There actually is one other LOD algorithm in MATLAB. It's for the Patch object, and it is called reducepatch. At this point, we don't think that reducepatch is fast enough or reliable enough to build into the patch command so that it runs automatically. But you might want to use it when you are working with a really complex patch object.
If the data you're plotting is small, then we skip the LOD step and simply put all of the geometry into the memory of the graphics card.
Now lets save the plot to a FIG file.
fig = gcf; fname = 'c:\temp\default.fig'; tic savefig(fig,fname) toc
Elapsed time is 102.143896 seconds.
That took more than a minute and a half, and if we look at the file, we'll see that it's more than 380 megabytes.
s = dir(fname); sprintf('%g MB',s.bytes/mega)
ans = 386.894 MB
That's pretty big!
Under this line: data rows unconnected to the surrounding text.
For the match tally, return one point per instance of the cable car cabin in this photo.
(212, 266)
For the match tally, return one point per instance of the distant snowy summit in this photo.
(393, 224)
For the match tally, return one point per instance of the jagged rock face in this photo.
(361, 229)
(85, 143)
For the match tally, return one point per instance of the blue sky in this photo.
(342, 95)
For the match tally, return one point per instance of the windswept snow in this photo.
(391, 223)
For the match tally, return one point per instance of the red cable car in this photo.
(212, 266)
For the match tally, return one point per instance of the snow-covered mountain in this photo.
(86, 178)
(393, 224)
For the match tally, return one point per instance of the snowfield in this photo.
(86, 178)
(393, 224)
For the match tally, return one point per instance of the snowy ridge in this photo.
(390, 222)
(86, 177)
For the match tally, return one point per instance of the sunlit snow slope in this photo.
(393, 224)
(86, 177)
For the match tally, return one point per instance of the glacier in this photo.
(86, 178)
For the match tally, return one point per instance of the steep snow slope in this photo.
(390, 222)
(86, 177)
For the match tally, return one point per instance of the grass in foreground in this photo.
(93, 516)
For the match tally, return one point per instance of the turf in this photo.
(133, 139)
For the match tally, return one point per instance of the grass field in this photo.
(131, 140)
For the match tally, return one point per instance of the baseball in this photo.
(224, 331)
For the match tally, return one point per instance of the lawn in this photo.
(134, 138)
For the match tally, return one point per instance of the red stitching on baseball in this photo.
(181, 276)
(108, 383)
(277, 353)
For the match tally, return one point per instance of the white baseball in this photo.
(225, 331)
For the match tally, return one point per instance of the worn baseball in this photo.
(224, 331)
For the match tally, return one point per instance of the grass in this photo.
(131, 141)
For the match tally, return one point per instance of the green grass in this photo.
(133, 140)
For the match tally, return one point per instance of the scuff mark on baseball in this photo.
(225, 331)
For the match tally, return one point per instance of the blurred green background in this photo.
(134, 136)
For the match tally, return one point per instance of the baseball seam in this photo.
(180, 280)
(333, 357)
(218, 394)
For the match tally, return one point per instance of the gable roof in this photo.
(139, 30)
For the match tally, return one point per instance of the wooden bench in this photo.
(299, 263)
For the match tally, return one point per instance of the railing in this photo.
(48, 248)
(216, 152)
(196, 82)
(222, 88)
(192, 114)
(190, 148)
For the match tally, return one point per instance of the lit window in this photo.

There are a couple of reasons for this, but the biggest one is that it actually saved two copies. The reason for this is that in R2014b, the internals of MATLAB Graphics changed enormously. So if we want to create a FIG file which can be read by any version of MATLAB, we need to save a copy in the old format as well as a copy in the new format.
We can tell savefig not to do this by adding the compact flag.
If we do this, the save only takes about 1/2 as long.
tic fname = 'c:\temp\compact.fig'; savefig(fig,fname,'compact') toc
Elapsed time is 55.061655 seconds.
And we can see that the resulting FIG file is less than 1/2 as large.
s = dir(fname); sprintf('%g MB',s.bytes/mega)
ans = 185.968 MB
That can be useful if you don't have any copies of MATLAB which are older than R2014b. The compact option is fine for saving and loading FIG files in newer versions, and it's much less expensive.
If you are using a version of MATLAB which is older than R2014b, you should know that there are a number of important differences in how MATLAB Graphics managed memory in older versions.
- In older versions, MATLAB Graphics was loaded at MATLAB startup. This means that there isn't extra memory consumed on the first plot, but it means that MATLAB is using that memory even if you never do any graphics.
- In older versions, MATLAB Graphics didn't support datatypes such as uint8 very well. As a result, it often copied the data into a double array, which consumed a LARGE amount of memory. This also meant that the "copy on write" memory sharing I described didn't occur.
- In older versions, MATLAB Graphics was less aggressive about moving geometry into the memory of the graphics card. That was sometimes good in cases like this, where we're only drawing the data once. But it was a bottleneck in cases where we are repeatedly drawing the same data.
- The compact option on savefig was introduced in R2014b because earlier versions only saved the one copy.
It's also important to know that the level-of-detail algorithms in MATLAB Graphics are continuing to evolve and get better. So the amount of memory consumed in that step should continue to get smaller in future releases.
I hope that this has given you some insight into how MATLAB Graphics uses memory. Hopefully it will give you some ideas about how to free up more memory for your computations.